I appreciate all the posts here.

What I'm reading is that berms can be OK, IF, they are built and maintained in such a way that they allow water to flow off the trail. On the other hand, if a berm is built across an outslope turn grade reversal and there is no provision for drainage, then there may be a problem. Have I got that right?


----------



## mtb777 (Nov 6, 2005)

HarryCallahan said:


> I appreciate all the posts here.
> 
> What I'm reading is that berms can be OK, IF, they are built and maintained in such a way that they allow water to flow off the trail. On the other hand, if a berm is built across an outslope turn grade reversal and there is no provision for drainage, then there may be a problem. Have I got that right?

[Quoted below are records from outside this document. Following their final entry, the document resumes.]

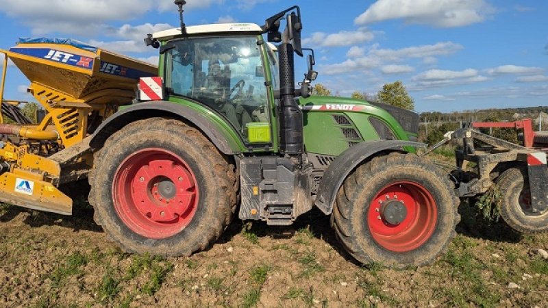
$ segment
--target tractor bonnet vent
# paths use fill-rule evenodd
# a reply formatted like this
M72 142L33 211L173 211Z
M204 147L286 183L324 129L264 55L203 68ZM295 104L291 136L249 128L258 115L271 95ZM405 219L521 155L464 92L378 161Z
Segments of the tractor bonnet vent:
M340 129L342 131L342 133L345 135L345 138L347 139L362 139L360 137L360 134L358 133L358 131L353 128L341 128Z
M329 166L334 160L335 160L335 157L332 156L323 155L316 155L316 159L318 159L318 162L322 166Z
M339 114L334 114L333 119L335 120L335 122L337 123L339 125L351 125L352 123L350 122L350 120L346 117L346 116L342 116Z
M375 128L379 138L383 140L395 140L396 137L392 129L390 129L384 122L376 118L369 118L369 123Z

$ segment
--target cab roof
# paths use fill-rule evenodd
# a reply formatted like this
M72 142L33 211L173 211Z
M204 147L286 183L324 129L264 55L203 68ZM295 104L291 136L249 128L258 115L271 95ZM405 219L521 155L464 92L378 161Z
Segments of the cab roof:
M186 33L191 36L221 33L245 33L260 34L262 29L254 23L216 23L186 27ZM181 28L160 31L153 35L159 40L166 40L181 36Z

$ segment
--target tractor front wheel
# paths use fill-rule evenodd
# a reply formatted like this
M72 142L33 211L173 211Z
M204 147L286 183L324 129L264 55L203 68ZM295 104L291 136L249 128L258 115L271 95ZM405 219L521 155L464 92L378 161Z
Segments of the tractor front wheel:
M199 131L155 118L107 140L95 159L90 203L125 251L188 255L229 223L236 180L234 165Z
M438 167L416 155L375 157L345 181L332 224L362 263L425 265L456 235L460 216L452 186Z

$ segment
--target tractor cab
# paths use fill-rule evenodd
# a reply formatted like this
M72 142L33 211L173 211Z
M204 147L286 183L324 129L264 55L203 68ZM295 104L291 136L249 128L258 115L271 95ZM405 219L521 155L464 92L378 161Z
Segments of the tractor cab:
M165 92L202 104L247 144L271 142L275 55L254 24L206 25L156 33ZM274 76L275 76L275 73Z

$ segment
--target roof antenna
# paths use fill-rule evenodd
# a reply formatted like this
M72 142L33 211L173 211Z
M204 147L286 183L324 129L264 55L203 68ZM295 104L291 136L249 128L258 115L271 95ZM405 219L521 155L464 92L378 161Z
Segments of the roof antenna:
M183 5L186 4L186 1L185 0L175 0L175 5L179 7L179 18L181 20L181 33L183 35L186 34L186 26L183 22L183 12L184 10L183 10Z

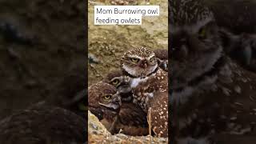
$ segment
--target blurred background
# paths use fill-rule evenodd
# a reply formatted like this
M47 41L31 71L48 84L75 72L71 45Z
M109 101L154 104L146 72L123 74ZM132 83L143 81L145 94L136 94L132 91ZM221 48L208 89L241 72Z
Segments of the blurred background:
M86 2L0 2L0 118L86 87Z

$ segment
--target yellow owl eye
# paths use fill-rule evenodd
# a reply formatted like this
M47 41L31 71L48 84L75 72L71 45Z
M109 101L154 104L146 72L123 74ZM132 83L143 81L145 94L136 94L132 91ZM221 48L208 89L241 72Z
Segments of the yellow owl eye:
M138 62L139 59L136 58L130 58L130 60L131 60L131 62L137 63L137 62Z
M112 81L112 84L113 85L118 85L119 83L119 80L118 79L114 79L114 81Z
M206 36L206 29L202 28L198 31L198 38L205 38Z
M109 100L112 96L111 95L105 95L104 98Z
M82 110L82 111L87 110L87 107L86 106L86 105L83 102L80 102L78 106L79 110Z
M154 57L151 58L150 58L150 62L154 62L154 60L155 60L155 58L154 58Z

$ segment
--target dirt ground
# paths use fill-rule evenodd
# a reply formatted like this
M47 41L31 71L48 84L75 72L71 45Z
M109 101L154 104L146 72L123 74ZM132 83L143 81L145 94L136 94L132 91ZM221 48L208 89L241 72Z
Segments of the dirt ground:
M150 1L150 5L160 6L158 17L142 18L141 26L94 26L94 6L108 5L120 2L89 1L89 54L97 63L88 63L88 84L101 81L110 70L120 69L119 63L124 52L136 46L151 49L168 49L168 3L164 0ZM122 2L130 2L126 0ZM146 5L146 1L135 1L138 5ZM90 61L89 61L90 62Z
M1 1L0 118L84 84L85 2Z

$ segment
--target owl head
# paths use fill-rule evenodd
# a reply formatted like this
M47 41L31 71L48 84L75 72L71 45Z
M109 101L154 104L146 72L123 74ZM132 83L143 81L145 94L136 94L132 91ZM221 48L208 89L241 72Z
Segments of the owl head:
M146 47L138 47L124 54L121 60L123 72L133 78L146 77L158 68L154 51Z
M121 70L110 72L103 79L103 82L114 86L119 92L122 102L131 101L130 78L124 75Z
M98 82L88 89L88 102L90 108L100 108L118 112L121 97L117 89L105 82Z

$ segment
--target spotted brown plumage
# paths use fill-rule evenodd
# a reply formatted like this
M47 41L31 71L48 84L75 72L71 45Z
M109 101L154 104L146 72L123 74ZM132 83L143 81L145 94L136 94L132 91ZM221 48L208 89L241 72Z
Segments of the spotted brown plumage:
M118 96L118 107L112 106L111 100L103 102L101 97L104 95ZM114 101L115 102L115 100ZM122 104L121 104L122 103ZM98 118L111 134L119 132L129 135L146 135L148 125L146 114L136 104L121 102L118 90L112 85L100 82L89 88L89 110Z
M122 74L121 70L110 71L105 78L104 82L114 86L120 93L122 102L131 102L133 98L130 78Z
M114 70L110 72L103 82L115 86L122 98L122 106L118 113L120 122L116 126L116 132L122 130L122 133L128 135L147 135L149 132L146 114L138 104L132 102L130 78L124 75L121 70Z
M155 57L158 58L158 66L168 71L168 50L157 49L154 50Z
M96 115L106 128L114 133L118 114L121 106L121 97L114 86L98 82L88 88L89 110Z
M124 54L121 65L124 74L131 78L134 103L138 104L146 113L150 106L155 108L158 113L153 112L151 117L157 119L152 118L152 130L157 136L167 137L168 106L163 103L168 102L168 76L158 67L155 54L150 48L138 47ZM161 102L161 105L154 102Z

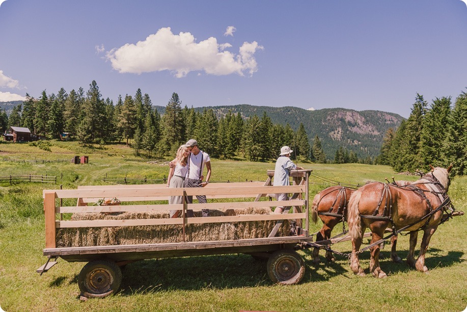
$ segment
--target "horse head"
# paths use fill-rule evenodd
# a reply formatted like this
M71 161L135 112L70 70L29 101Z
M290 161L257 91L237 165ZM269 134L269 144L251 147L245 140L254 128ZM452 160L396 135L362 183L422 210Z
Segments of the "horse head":
M451 184L449 173L452 169L452 164L447 169L441 167L434 167L431 165L430 165L430 168L431 171L427 173L427 175L431 175L437 179L447 192L448 189L449 188L449 185Z

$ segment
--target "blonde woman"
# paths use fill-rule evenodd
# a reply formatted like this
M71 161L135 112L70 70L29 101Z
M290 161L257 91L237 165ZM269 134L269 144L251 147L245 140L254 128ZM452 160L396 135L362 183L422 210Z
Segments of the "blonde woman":
M188 172L186 161L190 154L190 151L182 145L177 151L177 157L171 163L175 166L169 171L167 178L168 188L183 188L185 185L185 177ZM183 196L171 196L169 199L169 204L181 204L183 202ZM181 210L171 210L170 217L178 218L181 214Z

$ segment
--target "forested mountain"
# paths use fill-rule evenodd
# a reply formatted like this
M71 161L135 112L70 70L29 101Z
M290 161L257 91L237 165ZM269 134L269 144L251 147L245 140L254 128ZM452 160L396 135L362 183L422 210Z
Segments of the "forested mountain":
M165 112L164 107L154 108L161 115ZM284 126L288 123L294 131L301 123L310 144L318 136L329 159L332 159L340 147L353 150L360 158L368 155L374 158L379 153L383 137L388 129L398 127L404 119L392 113L358 112L343 108L310 111L291 106L277 108L241 105L195 108L195 110L201 112L205 109L212 109L218 118L225 116L229 110L234 114L240 113L245 119L254 115L261 117L266 112L273 123Z

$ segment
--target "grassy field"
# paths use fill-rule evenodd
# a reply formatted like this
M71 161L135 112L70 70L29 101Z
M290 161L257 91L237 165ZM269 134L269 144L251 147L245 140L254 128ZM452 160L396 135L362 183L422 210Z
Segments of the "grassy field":
M52 142L51 151L28 144L0 144L0 176L47 174L58 177L57 185L24 184L0 186L0 306L6 311L170 310L238 311L462 311L467 305L467 265L465 252L466 217L454 218L439 226L427 253L428 274L405 264L388 260L389 246L382 252L382 269L388 277L354 275L347 259L336 255L334 264L312 263L310 251L299 251L306 266L299 284L284 287L269 280L264 262L244 254L149 259L128 265L116 295L103 299L79 300L77 276L84 263L59 264L42 276L35 270L46 258L43 189L74 189L77 186L103 184L106 177L161 179L168 166L148 164L133 155L124 145L83 148L73 143ZM17 163L3 157L21 159L71 159L88 155L89 164ZM160 160L161 162L164 160ZM272 163L212 160L211 180L264 180ZM415 180L397 175L390 168L358 164L300 164L317 175L352 184L385 177ZM330 185L313 177L310 197ZM467 210L467 177L453 179L449 194L456 208ZM313 224L316 231L320 221ZM338 226L337 231L341 230ZM365 243L368 241L365 241ZM408 238L398 242L399 255L405 258ZM333 246L350 250L349 243ZM369 253L361 257L367 268Z

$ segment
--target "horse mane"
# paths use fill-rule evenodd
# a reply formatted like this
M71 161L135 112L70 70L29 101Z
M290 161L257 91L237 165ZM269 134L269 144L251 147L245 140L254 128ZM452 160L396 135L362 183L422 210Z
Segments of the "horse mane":
M430 175L436 178L439 183L441 184L445 189L447 189L448 185L449 183L449 172L447 169L441 167L436 167L434 169L428 172L425 175ZM419 181L422 181L423 179L422 177L421 179L416 181L414 184Z

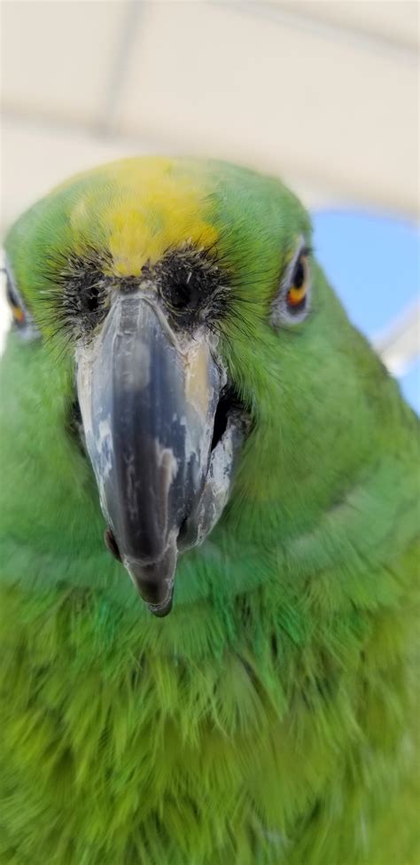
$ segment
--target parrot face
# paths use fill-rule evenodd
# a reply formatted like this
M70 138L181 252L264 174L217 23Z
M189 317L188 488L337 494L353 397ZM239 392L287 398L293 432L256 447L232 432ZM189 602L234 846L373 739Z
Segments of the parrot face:
M6 239L16 326L72 370L105 542L157 616L245 441L273 426L279 334L292 360L309 310L309 240L279 182L147 158L73 178Z

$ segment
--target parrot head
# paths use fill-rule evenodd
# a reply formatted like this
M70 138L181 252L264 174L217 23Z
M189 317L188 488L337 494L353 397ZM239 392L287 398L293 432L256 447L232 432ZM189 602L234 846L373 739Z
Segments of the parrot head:
M149 157L71 178L6 237L15 328L71 370L105 542L155 615L229 499L269 509L299 484L304 499L321 402L334 446L339 376L330 402L309 381L335 362L324 336L341 310L315 295L310 244L280 181Z

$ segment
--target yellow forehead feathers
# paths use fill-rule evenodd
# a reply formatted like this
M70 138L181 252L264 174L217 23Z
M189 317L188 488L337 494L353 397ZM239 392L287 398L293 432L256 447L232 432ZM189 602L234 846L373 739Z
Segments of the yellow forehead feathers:
M189 241L211 246L217 240L203 216L202 178L194 183L179 169L175 174L173 165L171 160L147 159L108 167L110 194L99 218L115 274L138 276L147 262L155 263L170 247ZM89 197L88 193L72 212L77 233L90 210Z

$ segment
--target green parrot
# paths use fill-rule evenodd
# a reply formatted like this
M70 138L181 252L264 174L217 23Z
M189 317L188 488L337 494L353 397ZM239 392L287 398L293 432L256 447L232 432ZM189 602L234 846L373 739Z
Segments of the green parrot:
M416 865L418 422L301 204L127 159L5 254L2 865Z

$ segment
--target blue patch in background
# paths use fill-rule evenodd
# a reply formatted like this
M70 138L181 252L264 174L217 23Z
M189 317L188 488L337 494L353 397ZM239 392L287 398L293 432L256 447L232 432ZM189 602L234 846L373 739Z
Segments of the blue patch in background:
M353 323L369 339L418 296L420 235L415 225L345 210L312 214L316 257ZM420 413L420 358L399 379Z

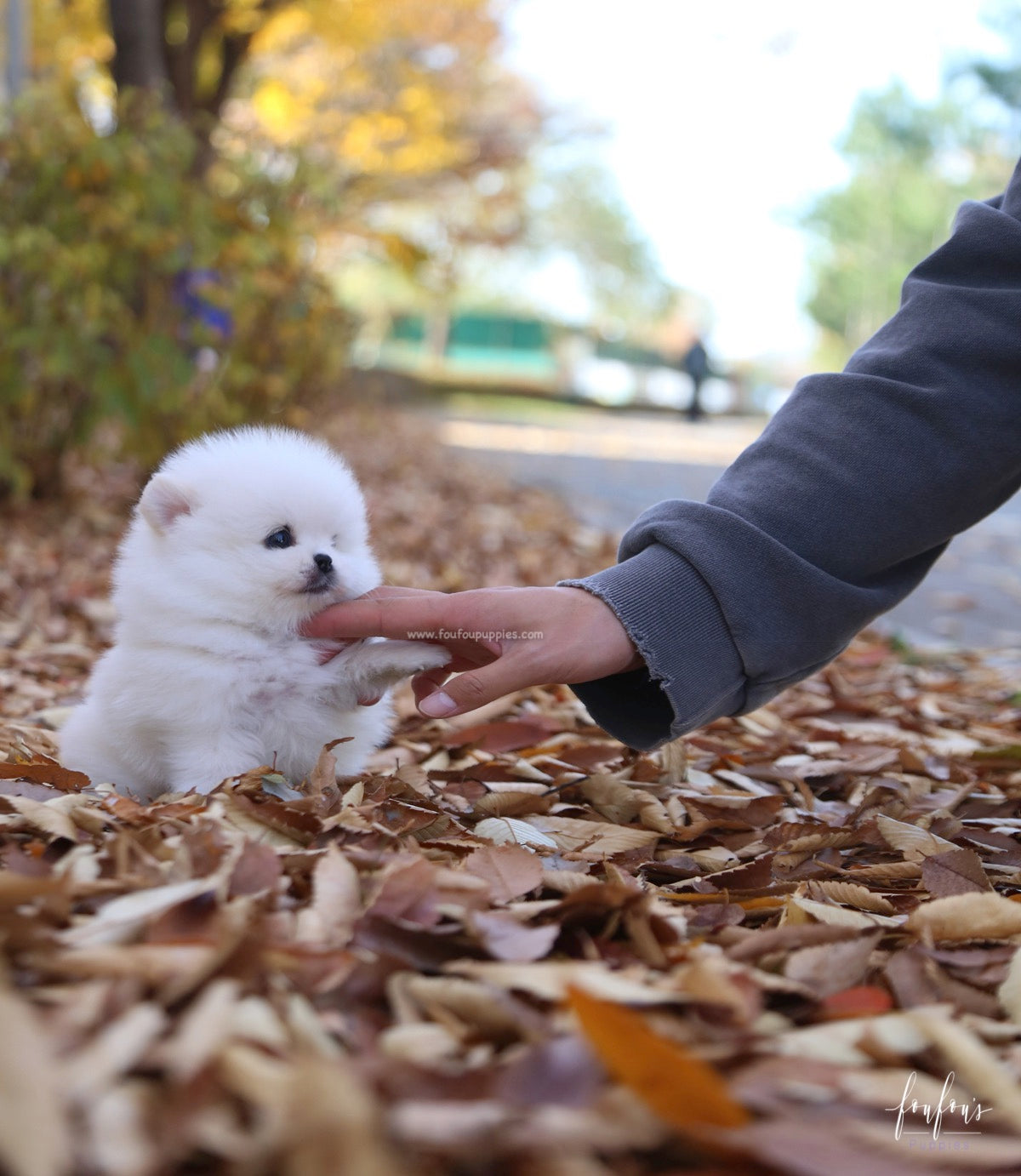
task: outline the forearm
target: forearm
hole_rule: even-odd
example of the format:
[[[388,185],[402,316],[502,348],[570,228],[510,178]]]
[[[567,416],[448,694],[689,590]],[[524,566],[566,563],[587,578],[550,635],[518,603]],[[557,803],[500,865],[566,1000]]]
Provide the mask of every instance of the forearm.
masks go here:
[[[760,706],[835,656],[1017,488],[1017,188],[1015,175],[1002,202],[962,209],[899,314],[845,373],[803,380],[708,503],[653,507],[616,568],[570,581],[614,609],[649,667],[646,722],[614,729],[625,694],[636,709],[634,676],[579,687],[614,734],[654,746]]]

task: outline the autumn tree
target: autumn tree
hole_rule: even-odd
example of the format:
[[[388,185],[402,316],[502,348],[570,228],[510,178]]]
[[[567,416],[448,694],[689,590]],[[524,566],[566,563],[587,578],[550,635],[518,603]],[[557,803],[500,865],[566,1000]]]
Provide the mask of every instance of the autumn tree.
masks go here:
[[[807,310],[834,363],[894,313],[961,201],[990,195],[1005,175],[995,132],[949,96],[920,102],[900,83],[860,99],[840,151],[850,178],[800,218],[813,240]]]

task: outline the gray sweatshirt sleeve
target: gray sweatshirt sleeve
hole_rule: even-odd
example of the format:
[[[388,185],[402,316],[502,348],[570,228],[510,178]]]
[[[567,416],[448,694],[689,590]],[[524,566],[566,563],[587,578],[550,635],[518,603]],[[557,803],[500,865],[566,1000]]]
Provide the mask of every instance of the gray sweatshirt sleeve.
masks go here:
[[[1002,196],[962,206],[897,314],[842,373],[802,380],[708,502],[660,502],[615,567],[566,581],[609,604],[647,666],[574,689],[638,748],[753,710],[1019,485],[1021,163]]]

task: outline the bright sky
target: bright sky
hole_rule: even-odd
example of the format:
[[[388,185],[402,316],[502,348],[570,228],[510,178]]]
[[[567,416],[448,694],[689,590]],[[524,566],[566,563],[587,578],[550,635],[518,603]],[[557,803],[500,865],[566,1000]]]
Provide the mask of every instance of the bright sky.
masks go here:
[[[929,99],[948,59],[996,53],[987,6],[516,0],[511,60],[608,125],[635,220],[668,276],[714,308],[715,352],[803,355],[805,242],[785,214],[843,178],[833,143],[860,93],[900,78]]]

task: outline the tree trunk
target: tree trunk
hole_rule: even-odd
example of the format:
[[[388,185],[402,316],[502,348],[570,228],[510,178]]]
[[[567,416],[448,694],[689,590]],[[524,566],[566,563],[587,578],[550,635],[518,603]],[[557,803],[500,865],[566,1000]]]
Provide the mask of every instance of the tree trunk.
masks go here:
[[[164,59],[165,0],[109,0],[114,40],[113,80],[126,88],[166,93],[169,79]]]

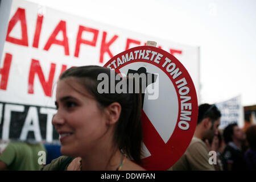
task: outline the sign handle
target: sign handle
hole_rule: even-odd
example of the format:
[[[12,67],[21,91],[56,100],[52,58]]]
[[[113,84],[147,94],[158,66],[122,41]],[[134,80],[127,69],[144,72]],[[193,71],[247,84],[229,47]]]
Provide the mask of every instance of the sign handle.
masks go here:
[[[154,41],[147,41],[146,46],[156,47],[156,42]]]

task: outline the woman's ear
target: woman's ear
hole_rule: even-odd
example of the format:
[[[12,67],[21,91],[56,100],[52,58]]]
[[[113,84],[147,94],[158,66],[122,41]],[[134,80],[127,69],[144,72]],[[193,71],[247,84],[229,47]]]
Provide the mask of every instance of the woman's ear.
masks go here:
[[[105,109],[107,114],[108,125],[114,125],[119,119],[122,107],[118,102],[113,102]]]
[[[210,121],[210,118],[208,117],[204,118],[203,122],[204,122],[204,127],[205,129],[209,129],[212,127],[212,126],[209,127],[209,125],[212,124],[212,121]]]

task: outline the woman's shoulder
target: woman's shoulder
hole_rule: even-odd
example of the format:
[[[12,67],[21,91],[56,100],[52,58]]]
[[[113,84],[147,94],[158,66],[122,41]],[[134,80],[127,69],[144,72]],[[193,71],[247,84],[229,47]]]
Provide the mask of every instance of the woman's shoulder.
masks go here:
[[[40,170],[64,171],[73,159],[73,158],[63,155],[58,158],[52,160],[51,163],[42,167]]]

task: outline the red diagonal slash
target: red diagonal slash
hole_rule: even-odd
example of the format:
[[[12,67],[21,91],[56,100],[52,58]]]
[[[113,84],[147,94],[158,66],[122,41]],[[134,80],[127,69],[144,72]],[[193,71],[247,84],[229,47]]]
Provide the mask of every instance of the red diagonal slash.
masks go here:
[[[148,170],[166,170],[170,168],[173,159],[173,150],[163,140],[144,111],[142,110],[143,142],[151,155],[143,159],[142,166]],[[159,163],[162,164],[160,168]]]

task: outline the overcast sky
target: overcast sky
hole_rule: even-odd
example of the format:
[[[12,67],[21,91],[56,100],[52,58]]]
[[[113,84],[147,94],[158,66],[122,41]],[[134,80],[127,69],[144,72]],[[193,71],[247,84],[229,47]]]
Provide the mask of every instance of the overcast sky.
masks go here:
[[[213,104],[241,94],[243,106],[256,105],[255,0],[28,1],[200,46],[201,102]]]

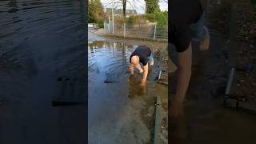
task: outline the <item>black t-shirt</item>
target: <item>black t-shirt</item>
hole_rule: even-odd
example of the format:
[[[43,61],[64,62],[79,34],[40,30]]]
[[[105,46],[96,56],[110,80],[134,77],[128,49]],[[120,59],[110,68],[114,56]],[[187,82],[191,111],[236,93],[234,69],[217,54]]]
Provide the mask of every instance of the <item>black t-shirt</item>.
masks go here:
[[[171,0],[169,11],[169,42],[175,45],[178,52],[185,51],[191,41],[190,25],[203,13],[200,0]]]
[[[147,64],[147,57],[151,54],[151,50],[146,46],[139,46],[131,54],[130,57],[130,62],[131,62],[131,57],[134,55],[137,55],[139,57],[139,62],[146,66]]]

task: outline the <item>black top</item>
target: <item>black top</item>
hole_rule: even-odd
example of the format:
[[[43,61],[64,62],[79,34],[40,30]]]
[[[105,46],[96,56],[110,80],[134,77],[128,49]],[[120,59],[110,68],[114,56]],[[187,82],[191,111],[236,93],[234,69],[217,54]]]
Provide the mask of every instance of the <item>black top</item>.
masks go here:
[[[130,57],[130,62],[131,62],[131,57],[134,55],[137,55],[139,57],[139,62],[146,66],[147,64],[147,57],[151,54],[151,50],[146,46],[139,46],[131,54]]]
[[[190,25],[198,22],[203,13],[200,0],[171,0],[169,11],[169,42],[178,52],[185,51],[191,41]]]

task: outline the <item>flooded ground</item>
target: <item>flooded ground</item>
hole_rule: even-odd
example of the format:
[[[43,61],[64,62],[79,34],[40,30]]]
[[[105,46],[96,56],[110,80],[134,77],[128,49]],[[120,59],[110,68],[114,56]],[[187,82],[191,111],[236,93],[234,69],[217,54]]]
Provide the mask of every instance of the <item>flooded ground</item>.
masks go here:
[[[83,143],[83,1],[0,1],[0,143]]]
[[[167,86],[154,80],[157,57],[145,88],[138,86],[142,74],[130,75],[129,58],[136,47],[108,41],[88,46],[89,143],[153,142],[154,98],[166,102]],[[108,74],[115,82],[104,82]]]
[[[171,143],[254,143],[256,141],[254,134],[256,115],[223,106],[228,78],[229,34],[222,26],[230,17],[228,13],[218,13],[218,10],[230,10],[232,3],[229,2],[210,1],[207,18],[211,18],[211,22],[220,22],[208,24],[211,35],[209,51],[200,52],[198,44],[193,45],[192,77],[185,102],[185,116],[170,118]]]

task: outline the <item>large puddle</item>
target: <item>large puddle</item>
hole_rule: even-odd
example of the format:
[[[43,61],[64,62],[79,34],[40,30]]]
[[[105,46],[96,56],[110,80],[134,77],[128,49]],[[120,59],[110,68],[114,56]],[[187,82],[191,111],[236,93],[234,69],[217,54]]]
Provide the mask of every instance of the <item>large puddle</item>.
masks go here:
[[[138,46],[98,41],[88,46],[89,142],[151,143],[154,102],[167,102],[167,86],[158,84],[158,58],[148,75],[130,76],[130,55]],[[108,74],[115,82],[105,83]]]
[[[0,143],[85,141],[84,4],[0,1]]]

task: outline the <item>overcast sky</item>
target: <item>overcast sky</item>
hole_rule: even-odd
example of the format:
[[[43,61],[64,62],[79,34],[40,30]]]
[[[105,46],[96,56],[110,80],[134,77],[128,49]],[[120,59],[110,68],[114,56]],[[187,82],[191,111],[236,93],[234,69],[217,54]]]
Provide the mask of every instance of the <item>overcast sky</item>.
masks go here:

The IMBA Book has a couple of good ideas that work where if you look closely.....you enter the turn on an insloped surface that continues behind the turn and drains away further past the turn and the turn dips and turns back into a rolling dip to immediately drain the second half of the turn where it can rise up slightly to define the RD and continue in the same direction or turn back on itself again. If you stack them you need to offset or stagger them from the drainage or Rd's from above.

Drain away from the low inside of the turn to a lower area or create a drainage trench away from the trail. We are about to build something like that along a continuous section like a curved spine and drain water off of the trail to lower areas on both sides of the trail.


----------